Correlation Between Dis Chem and Lighthouse Capital
Can any of the company-specific risk be diversified away by investing in both Dis Chem and Lighthouse Capital at the same time? Although using a correlation coefficient on its own may not help to predict future stock returns, this module helps to understand the diversifiable risk of combining Dis Chem and Lighthouse Capital into the same portfolio, which is an essential part of the fundamental portfolio management process.
By analyzing existing cross correlation between Dis Chem Pharmacies and Lighthouse Capital, you can compare the effects of market volatilities on Dis Chem and Lighthouse Capital and check how they will diversify away market risk if combined in the same portfolio for a given time horizon. You can also utilize pair trading strategies of matching a long position in Dis Chem with a short position of Lighthouse Capital. Check out your portfolio center. Please also check ongoing floating volatility patterns of Dis Chem and Lighthouse Capital.
Diversification Opportunities for Dis Chem and Lighthouse Capital
0.18 | Correlation Coefficient |
Average diversification
The 3 months correlation between Dis and Lighthouse is 0.18. Overlapping area represents the amount of risk that can be diversified away by holding Dis Chem Pharmacies and Lighthouse Capital in the same portfolio, assuming nothing else is changed. The correlation between historical prices or returns on Lighthouse Capital and Dis Chem is a relative statistical measure of the degree to which these equity instruments tend to move together. The correlation coefficient measures the extent to which returns on Dis Chem Pharmacies are associated (or correlated) with Lighthouse Capital. Values of the correlation coefficient range from -1 to +1, where. The correlation of zero (0) is possible when the price movement of Lighthouse Capital has no effect on the direction of Dis Chem i.e., Dis Chem and Lighthouse Capital go up and down completely randomly.
Pair Corralation between Dis Chem and Lighthouse Capital
Assuming the 90 days trading horizon Dis Chem Pharmacies is expected to under-perform the Lighthouse Capital. But the stock apears to be less risky and, when comparing its historical volatility, Dis Chem Pharmacies is 1.24 times less risky than Lighthouse Capital. The stock trades about -0.22 of its potential returns per unit of risk. The Lighthouse Capital is currently generating about -0.05 of returns per unit of risk over similar time horizon. If you would invest 83,000 in Lighthouse Capital on December 23, 2024 and sell it today you would lose (3,700) from holding Lighthouse Capital or give up 4.46% of portfolio value over 90 days.

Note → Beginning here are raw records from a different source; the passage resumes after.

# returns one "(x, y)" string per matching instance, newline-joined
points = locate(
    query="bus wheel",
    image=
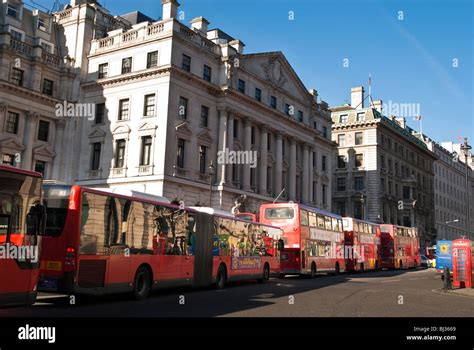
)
(266, 274)
(221, 278)
(313, 270)
(141, 284)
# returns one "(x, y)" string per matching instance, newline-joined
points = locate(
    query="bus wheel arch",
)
(221, 277)
(142, 282)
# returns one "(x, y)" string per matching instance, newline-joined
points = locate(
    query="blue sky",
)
(410, 60)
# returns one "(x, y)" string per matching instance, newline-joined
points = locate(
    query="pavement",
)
(406, 293)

Time Period | 3 Months [change] |
Direction | Moves Together |
Strength | Insignificant |
Accuracy | 100.0% |
Values | Daily Returns |
Dis Chem Pharmacies vs. Lighthouse Capital
Performance |
Timeline |
Dis Chem Pharmacies |
Lighthouse Capital |
Dis Chem and Lighthouse Capital Volatility Contrast
Predicted Return Density |
Returns |
Pair Trading with Dis Chem and Lighthouse Capital
The main advantage of trading using opposite Dis Chem and Lighthouse Capital positions is that it hedges away some unsystematic risk. Because of two separate transactions, even if Dis Chem position performs unexpectedly, Lighthouse Capital can make up some of the losses. Pair trading also minimizes risk from directional movements in the market. For example, if an entire industry or sector drops because of unexpected headlines, the short position in Lighthouse Capital will offset losses from the drop in Lighthouse Capital's long position.Dis Chem vs. ABSA Bank Limited | Dis Chem vs. E Media Holdings | Dis Chem vs. RCL Foods | Dis Chem vs. African Media Entertainment |
Lighthouse Capital vs. Blue Label Telecoms | Lighthouse Capital vs. Harmony Gold Mining | Lighthouse Capital vs. HomeChoice Investments | Lighthouse Capital vs. Allied Electronics |
Check out your portfolio center.Note that this page's information should be used as a complementary analysis to find the right mix of equity instruments to add to your existing portfolios or create a brand new portfolio. You can also try the Watchlist Optimization module to optimize watchlists to build efficient portfolios or rebalance existing positions based on the mean-variance optimization algorithm.